Now, let’s define the search function. I’m keeping it simple: query goes in, context comes out.
def get_search_results(query):
"""Search the web and return a clean string of context."""
response = tavily_client.search(query, search_depth="advanced", max_results=5)
context = []
for result in response['results']:
context.append(f"Source: {result['url']}\nContent: {result['content']}")
return "\n\n".join(context)
Here is the tricky part—the agent logic. I broke this down into two prompts. One to write, one to critique/refine. I found that if you ask the model to do everything in one prompt, it gets lazy.
def generate_news_summary(topic):
# Step 1: Search
with st.status("Browsing the web...", expanded=True) as status:
st.write(f"Searching for latest news on: {topic}")
context = get_search_results(topic)
status.update(label="Found relevant articles!", state="running")
# Step 2: Initial Draft
st.write("Drafting initial summary...")
draft_prompt = f"""
You are a news reporter. Read the following context and write a detailed summary about '{topic}'.
Context: {context}
"""
draft_completion = groq_client.chat.completions.create(
messages=[{"role": "user", "content": draft_prompt}],
model=MODEL_ID
)
initial_draft = draft_completion.choices[0].message.content
# Step 3: Critique & Refine (The Reflection Step)
st.write("Critiquing and refining (checking for hallucinations)...")
refine_prompt = f"""
You are an editor. Read the following draft and the original context.
Critique the draft for factual accuracy based ONLY on the context.
Then, rewrite the draft to be more concise, punchy, and accurate.
Add a catchy headline at the top.
Original Context: {context}
Current Draft: {initial_draft}
"""
final_completion = groq_client.chat.completions.create(
messages=[{"role": "user", "content": refine_prompt}],
model=MODEL_ID
)
status.update(label="News ready!", state="complete")
return final_completion.choices[0].message.content
Notice the st.status container? That’s a small UI detail, but it makes a huge difference. Users (aka me) hate staring at a frozen screen. Seeing “Browsing…” then “Drafting…” then “Refining…” makes the wait feel purposeful.
Putting it in the UI
The Streamlit interface is dead simple. A title, an input box, and a button. I added some session state logic so the summary doesn’t disappear if I accidentally click somewhere else.
st.set_page_config(page_title="AI News Agent", layout="wide")
st.title("🗞️ AI News Summarizer Agent")
st.markdown("Powered by **Groq**, **Tavily**, and **Streamlit**")

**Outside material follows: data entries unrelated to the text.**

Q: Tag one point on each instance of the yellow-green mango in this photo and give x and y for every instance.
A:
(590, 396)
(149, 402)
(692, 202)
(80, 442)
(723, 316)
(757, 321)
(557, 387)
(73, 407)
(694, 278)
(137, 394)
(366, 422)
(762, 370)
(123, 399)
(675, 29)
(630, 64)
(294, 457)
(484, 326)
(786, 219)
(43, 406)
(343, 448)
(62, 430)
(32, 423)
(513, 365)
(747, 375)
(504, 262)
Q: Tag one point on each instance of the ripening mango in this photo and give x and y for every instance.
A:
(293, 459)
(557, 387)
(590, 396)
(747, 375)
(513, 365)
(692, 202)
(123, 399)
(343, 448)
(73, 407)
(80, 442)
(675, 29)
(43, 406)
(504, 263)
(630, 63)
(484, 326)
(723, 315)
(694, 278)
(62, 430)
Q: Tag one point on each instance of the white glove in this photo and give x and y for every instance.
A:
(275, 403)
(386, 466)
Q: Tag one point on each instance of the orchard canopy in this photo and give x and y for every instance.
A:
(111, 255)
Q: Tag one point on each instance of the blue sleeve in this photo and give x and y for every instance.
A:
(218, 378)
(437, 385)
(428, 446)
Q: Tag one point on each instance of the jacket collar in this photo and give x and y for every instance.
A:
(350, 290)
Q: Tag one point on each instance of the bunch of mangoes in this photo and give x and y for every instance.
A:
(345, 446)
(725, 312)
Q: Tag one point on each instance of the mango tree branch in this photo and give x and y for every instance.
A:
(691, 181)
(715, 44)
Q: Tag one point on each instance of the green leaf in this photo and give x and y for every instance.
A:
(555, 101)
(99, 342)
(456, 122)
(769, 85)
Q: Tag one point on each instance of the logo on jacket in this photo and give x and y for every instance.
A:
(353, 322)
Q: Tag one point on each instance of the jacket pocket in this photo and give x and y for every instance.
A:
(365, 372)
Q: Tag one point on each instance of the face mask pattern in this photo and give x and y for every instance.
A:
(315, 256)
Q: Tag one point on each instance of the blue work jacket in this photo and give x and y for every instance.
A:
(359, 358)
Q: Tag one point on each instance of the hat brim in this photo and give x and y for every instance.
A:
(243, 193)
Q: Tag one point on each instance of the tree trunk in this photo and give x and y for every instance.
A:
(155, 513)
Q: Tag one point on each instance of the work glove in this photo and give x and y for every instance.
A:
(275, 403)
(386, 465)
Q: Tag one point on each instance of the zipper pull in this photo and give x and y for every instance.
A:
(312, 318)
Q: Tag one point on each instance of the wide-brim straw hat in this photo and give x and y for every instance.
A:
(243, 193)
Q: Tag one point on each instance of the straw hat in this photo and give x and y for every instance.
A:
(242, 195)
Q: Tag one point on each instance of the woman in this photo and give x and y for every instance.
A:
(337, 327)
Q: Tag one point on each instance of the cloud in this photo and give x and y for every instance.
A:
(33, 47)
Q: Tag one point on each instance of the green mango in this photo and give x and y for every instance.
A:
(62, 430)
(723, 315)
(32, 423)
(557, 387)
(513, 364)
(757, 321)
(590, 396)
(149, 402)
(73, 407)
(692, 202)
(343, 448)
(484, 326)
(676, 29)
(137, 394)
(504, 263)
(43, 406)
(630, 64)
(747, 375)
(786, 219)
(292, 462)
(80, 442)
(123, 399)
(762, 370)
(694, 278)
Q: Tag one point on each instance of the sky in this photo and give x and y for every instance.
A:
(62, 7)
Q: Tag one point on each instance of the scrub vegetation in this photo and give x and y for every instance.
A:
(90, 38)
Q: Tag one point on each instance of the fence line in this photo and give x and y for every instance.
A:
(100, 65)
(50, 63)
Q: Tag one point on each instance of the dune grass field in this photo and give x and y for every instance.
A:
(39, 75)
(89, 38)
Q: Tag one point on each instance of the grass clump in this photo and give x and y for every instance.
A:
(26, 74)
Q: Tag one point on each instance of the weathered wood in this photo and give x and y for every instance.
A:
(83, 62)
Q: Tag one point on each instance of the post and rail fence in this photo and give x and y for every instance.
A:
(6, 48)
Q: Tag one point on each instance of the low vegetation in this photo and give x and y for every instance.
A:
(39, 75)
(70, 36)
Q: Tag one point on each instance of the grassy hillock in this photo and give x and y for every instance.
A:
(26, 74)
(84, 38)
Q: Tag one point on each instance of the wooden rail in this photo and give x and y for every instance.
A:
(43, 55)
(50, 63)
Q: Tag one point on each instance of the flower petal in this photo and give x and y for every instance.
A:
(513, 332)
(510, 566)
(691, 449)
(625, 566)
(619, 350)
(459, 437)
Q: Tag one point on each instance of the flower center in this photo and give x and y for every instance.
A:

topic = st.text_input("What topic do you want to research?", placeholder="e.g., Nvidia stock performance this week")
if st.button("Get News"):
if not topic:
st.warning("Please enter a topic first.")
else:
summary = generate_news_summary(topic)
st.markdown("### Latest Report")
st.markdown(summary)
# Save to history if you want
if "history" not in st.session_state:
st.session_state.history = []
st.session_state.history.append({"topic": topic, "summary": summary})
Does It Actually Work?
I tested this yesterday with the topic “SpaceX Starship latest launch.”
My first attempt without the reflection step was okay, but it grabbed a quote from an article three months ago and presented it as new. When I enabled the reflection step, the agent caught the discrepancy. The final output explicitly mentioned “In a recent update from this week…” and filtered out the stale data.
The speed is the killer feature here. The whole process—search, draft, critique, refine—takes about 4 to 6 seconds. That is fast enough that I don’t get distracted and wander off to check Instagram.
Room for Improvement
It’s not perfect. Sometimes Tavily returns paywalled content that confuses the model (though it’s getting better at handling that). And if the news is breaking breaking—like, happened 5 minutes ago—the search index might not have it yet.
But for getting a digest of what happened overnight in the AI world or the stock market? It’s a lifesaver. I’ve replaced my morning tab explosion with one Streamlit window. I type “AI news,” sip my coffee, and let the agents do the reading.